The underlying premise of Under the Mountain (no pun intended) is that the volcanoes of Auckland are menacing and there could be something sinister underneath them.

The protagonists in the story, the challengers of the unknown, are two red-headed twins: Rachel and Theo. They are older in the movie version, further into their teen-aged years than in earlier versions. When they arrive in Auckland after the death of their mother in the country we learn there has been a series of minor earthquakes in Auckland. This puts the recent earthquakes in Christchurch in a disturbing light!

Theo and Rachel are recruited by the mysterious Mr Jones, a being of light or fire from another world, to end his age-long struggle with the alien monsters called the Wilberforces. In all versions the Wilberforces live in a old house by the lake in Auckland city. They always look disturbing. The original story has Mr and Mrs Wilberforce. In later versions they are always male.

While they are said to be from other worlds stranded on earth, Jones could easily be described as last of an order of fire-mages in a war with primordial chthonic monsters. Mr Jones is a darker figure than earlier versions, willing to sacrifice his soldiers to return to the struggle at a later stage. He is at the end of his strength and must take risks.

Theo and Rachel are recruited by Jones because they have a telepathic affinity with each other which means they can use the fire-stones, the weapons that will destroy the Wilberforces’ caged monsters under the volcanic calderas of Auckland. The relationship between the twins differs every time. In this version Theo is more confident, which could be his undoing. Rachel is less confident with her fire-stone. In the previous versions it is Rachel who believes in the twins’ affinity and is more powerful in her use of the fire-stone.

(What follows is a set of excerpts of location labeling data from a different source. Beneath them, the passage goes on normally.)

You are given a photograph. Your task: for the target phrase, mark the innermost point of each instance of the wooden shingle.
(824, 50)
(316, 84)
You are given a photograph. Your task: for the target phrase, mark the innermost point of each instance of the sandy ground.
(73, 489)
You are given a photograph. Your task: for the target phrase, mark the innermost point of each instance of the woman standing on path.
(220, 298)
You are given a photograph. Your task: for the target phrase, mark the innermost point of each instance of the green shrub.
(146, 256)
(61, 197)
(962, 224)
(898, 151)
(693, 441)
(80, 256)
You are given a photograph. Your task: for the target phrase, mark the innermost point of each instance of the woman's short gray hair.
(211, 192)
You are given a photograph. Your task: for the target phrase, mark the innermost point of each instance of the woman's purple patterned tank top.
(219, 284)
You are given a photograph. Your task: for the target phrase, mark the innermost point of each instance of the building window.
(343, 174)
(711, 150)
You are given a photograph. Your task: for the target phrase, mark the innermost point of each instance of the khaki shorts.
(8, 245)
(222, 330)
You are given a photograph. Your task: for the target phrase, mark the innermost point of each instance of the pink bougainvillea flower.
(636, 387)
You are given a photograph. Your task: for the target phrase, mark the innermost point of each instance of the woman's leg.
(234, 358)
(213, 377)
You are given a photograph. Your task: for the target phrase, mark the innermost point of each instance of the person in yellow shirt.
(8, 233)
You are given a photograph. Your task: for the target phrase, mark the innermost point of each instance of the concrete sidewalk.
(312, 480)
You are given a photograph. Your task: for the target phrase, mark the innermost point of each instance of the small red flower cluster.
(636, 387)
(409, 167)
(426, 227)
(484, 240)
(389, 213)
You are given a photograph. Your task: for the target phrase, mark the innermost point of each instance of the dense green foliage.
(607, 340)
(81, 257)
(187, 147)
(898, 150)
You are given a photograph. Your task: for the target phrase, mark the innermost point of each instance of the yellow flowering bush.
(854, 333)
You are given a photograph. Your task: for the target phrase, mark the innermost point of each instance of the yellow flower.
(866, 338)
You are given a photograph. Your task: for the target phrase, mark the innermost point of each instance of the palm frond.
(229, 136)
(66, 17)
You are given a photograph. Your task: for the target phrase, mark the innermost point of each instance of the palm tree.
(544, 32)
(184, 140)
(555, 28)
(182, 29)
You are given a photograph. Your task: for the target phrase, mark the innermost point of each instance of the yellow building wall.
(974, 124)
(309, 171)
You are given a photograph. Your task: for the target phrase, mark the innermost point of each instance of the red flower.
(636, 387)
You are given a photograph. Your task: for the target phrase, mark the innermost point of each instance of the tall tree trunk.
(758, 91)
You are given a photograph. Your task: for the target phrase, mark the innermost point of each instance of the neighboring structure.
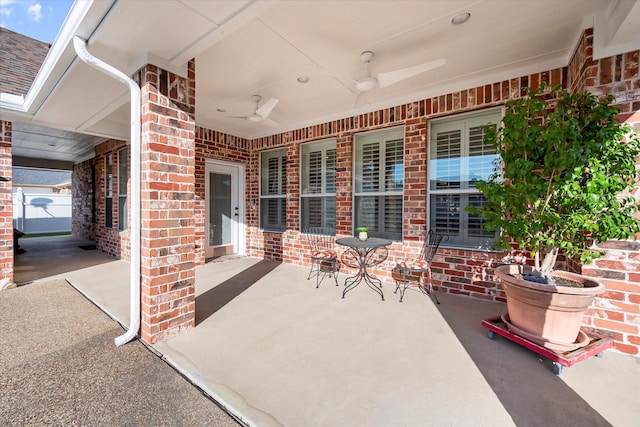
(399, 170)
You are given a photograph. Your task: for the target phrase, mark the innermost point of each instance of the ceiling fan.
(261, 113)
(367, 82)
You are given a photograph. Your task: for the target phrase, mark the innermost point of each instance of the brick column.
(6, 206)
(167, 198)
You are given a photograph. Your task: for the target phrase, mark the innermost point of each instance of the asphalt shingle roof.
(20, 60)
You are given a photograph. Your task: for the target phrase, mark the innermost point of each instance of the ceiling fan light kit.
(260, 113)
(367, 82)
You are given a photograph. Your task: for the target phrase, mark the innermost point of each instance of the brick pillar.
(167, 198)
(6, 206)
(617, 311)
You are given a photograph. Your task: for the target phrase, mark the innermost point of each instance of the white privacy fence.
(41, 212)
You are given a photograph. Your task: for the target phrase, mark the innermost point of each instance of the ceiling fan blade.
(269, 122)
(266, 108)
(391, 77)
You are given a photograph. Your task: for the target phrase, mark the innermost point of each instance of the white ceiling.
(243, 48)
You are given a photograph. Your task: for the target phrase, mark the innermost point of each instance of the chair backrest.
(320, 238)
(431, 245)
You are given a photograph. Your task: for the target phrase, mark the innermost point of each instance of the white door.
(224, 202)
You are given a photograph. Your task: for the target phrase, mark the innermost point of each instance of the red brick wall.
(167, 202)
(457, 271)
(618, 309)
(82, 201)
(6, 202)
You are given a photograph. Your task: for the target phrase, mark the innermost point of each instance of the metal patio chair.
(418, 270)
(323, 255)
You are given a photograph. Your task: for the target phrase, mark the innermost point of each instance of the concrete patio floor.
(274, 350)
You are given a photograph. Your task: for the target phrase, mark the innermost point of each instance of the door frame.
(223, 166)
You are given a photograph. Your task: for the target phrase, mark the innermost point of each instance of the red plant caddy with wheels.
(597, 345)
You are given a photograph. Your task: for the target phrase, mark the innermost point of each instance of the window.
(108, 191)
(318, 184)
(273, 184)
(123, 179)
(379, 181)
(458, 158)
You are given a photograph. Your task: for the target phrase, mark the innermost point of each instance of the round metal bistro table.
(362, 254)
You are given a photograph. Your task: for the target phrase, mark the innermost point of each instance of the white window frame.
(326, 193)
(379, 227)
(465, 190)
(280, 193)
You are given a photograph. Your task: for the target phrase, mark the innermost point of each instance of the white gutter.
(80, 46)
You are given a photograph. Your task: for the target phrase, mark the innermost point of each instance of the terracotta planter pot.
(550, 315)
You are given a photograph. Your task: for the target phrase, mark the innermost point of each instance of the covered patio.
(274, 350)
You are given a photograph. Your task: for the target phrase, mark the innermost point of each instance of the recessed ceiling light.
(460, 18)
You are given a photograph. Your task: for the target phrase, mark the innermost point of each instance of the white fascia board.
(28, 106)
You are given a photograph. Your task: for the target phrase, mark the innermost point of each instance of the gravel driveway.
(59, 366)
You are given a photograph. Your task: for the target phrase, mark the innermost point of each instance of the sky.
(38, 19)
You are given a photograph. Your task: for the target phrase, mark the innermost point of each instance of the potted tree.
(567, 167)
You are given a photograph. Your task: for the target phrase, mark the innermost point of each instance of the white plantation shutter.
(379, 183)
(318, 184)
(458, 157)
(273, 185)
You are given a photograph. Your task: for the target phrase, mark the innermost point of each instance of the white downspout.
(80, 46)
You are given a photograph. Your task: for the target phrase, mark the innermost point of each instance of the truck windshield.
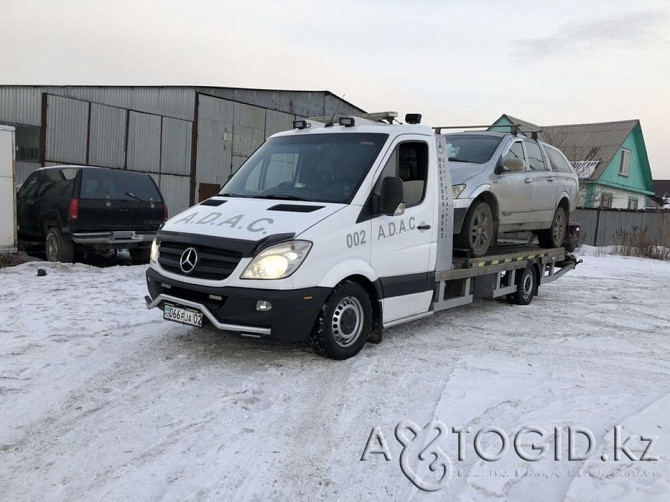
(314, 167)
(472, 148)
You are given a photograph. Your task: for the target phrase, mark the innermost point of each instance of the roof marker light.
(301, 124)
(413, 118)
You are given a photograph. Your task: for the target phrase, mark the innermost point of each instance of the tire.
(525, 288)
(554, 236)
(139, 256)
(57, 247)
(344, 323)
(477, 232)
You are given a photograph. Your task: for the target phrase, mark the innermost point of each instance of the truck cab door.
(403, 245)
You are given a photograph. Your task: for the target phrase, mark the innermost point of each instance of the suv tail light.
(73, 212)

I am cautious when any fantastic fiction uses the command Have Faith, You Must Believe.

In earlier versions Theo’s contact with the fire-stone is weaker. In the original story he has to hold it against the ground to sustain his link with it; and in the television version he drops it breaking his contact with it a crucial moment, making it the weaker link in defeating the Wilberforces. Instead of creating an arc across Auckland both stones are cast into Rangitoto (Mount Bloody Sky). The words of the initiation sequence is lost in this version, which I remember as People of the Mud, I bring you the gift of death.

The Wilberforces and their monsters, the giant worms here called Gargantua, are destroyed before the monsters are freed and unleashed on humanity. The agency of evil in this story remains potential only, not realised. What could have happened if the People of the Mud who Conquer and Kill had been released in their power. Perhaps this is another story.